Emmy Noether was born to a Jewish family in Erlangen, Germany, in 1882. Her father was a professor of mathematics at the University of Erlangen. She passed exams in French and English, qualifying her to embark on a teaching career at girls’ schools in Germany. She opted instead to follow her father’s footsteps and study mathematics at the University of Erlangen. At first, she was only allowed to audit classes, due to restrictions placed upon women. Eventually she was able to earn a doctorate in mathematics as Germany loosened its restrictions on women in higher education.

Because of her gender, Emmy was initially unable to get a paid teaching position in mathematics. So, she supervised doctoral students for no pay. The mathematics faculty at the University of Göttingen invited her to join their ranks, but the philosophy faculty blocked her from having a formal position.
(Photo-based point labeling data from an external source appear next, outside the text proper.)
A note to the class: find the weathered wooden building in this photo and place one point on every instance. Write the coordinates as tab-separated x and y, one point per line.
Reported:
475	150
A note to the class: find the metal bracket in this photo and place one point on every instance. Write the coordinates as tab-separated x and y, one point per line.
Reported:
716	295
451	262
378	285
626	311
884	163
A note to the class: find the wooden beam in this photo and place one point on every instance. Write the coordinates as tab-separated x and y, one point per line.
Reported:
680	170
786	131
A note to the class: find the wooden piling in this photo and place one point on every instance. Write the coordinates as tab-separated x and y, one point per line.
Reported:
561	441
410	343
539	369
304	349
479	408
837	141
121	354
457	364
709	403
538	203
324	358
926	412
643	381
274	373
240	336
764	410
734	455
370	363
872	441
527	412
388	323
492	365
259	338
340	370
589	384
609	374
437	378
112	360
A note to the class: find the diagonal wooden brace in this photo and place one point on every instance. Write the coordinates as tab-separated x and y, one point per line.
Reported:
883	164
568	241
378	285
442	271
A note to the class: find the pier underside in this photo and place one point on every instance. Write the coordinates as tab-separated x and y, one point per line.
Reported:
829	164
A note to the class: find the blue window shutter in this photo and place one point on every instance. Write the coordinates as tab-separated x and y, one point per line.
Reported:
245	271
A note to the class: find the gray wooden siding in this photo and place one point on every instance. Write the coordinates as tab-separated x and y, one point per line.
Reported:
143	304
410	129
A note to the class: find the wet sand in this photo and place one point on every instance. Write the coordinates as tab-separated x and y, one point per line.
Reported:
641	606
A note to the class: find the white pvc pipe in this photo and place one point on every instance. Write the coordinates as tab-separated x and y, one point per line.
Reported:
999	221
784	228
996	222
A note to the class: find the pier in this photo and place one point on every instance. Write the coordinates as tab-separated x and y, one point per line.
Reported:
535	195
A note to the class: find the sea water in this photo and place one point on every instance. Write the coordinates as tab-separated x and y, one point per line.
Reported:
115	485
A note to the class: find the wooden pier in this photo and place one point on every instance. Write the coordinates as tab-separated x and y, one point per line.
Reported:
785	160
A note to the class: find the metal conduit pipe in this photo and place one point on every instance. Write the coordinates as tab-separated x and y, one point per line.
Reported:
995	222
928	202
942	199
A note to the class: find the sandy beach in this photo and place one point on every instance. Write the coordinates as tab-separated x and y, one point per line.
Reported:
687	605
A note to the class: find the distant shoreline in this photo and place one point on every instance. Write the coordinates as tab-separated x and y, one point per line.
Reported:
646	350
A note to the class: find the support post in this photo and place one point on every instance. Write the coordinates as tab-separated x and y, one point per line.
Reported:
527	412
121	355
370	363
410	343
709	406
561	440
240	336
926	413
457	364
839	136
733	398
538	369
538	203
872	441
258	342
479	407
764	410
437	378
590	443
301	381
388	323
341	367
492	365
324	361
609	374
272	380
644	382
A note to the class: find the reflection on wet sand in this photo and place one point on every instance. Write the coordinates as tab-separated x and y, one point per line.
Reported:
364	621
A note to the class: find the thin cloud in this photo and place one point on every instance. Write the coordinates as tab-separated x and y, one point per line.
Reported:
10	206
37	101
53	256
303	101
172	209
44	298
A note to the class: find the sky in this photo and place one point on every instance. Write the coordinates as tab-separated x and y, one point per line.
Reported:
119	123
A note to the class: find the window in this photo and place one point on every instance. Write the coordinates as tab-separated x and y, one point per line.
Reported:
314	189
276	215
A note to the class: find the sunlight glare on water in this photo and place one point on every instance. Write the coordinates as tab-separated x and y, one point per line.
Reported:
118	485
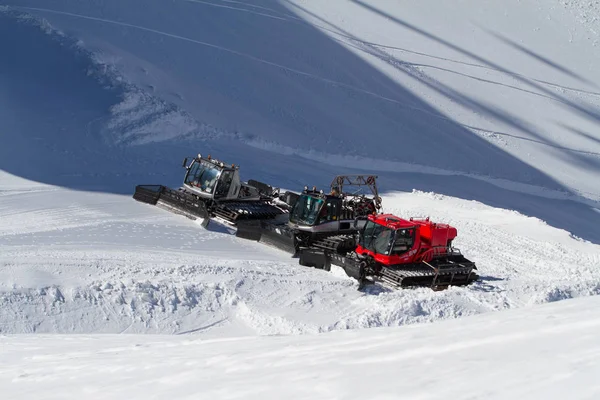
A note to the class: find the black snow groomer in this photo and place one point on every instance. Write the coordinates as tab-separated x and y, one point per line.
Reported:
318	219
212	189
So, her colleagues arranged for her to teach, still without pay, by listing her courses under the name of a male colleague. Several years later, she was finally able to teach without pay under her own name. Eventually, in 1922 she was awarded a small salary.

Despite these obstacles, Emmy was able to make important contributions to abstract algebra and theoretical physics. She proved two theories, for example, that were fundamental for understanding both general relativity and particle physics. Her career is notable for major contributions in three major areas of mathematics. It’s rare for a person to achieve a major breakthrough in any one area, never mind achieving this in three different areas. Her work is so significant that it is still cited today in each of these domains.

In 1933 the newly installed Nazi government withdrew the right of Jews to hold government positions—which included university faculty positions. Despite her eminence in mathematics, Emmy’s Jewishness meant she was forced out of her university position. Emmy knew that she needed to leave Germany.

Emmy, supported by a special fund for German scholars who became refugees due to the Nazi regime, soon emigrated to the US, where she accepted a position at Bryn Mawr. While at Bryn Mawr, she mentored four women in mathematics as she started this new phase of her life. Unfortunately, she died from surgical complications just two years later.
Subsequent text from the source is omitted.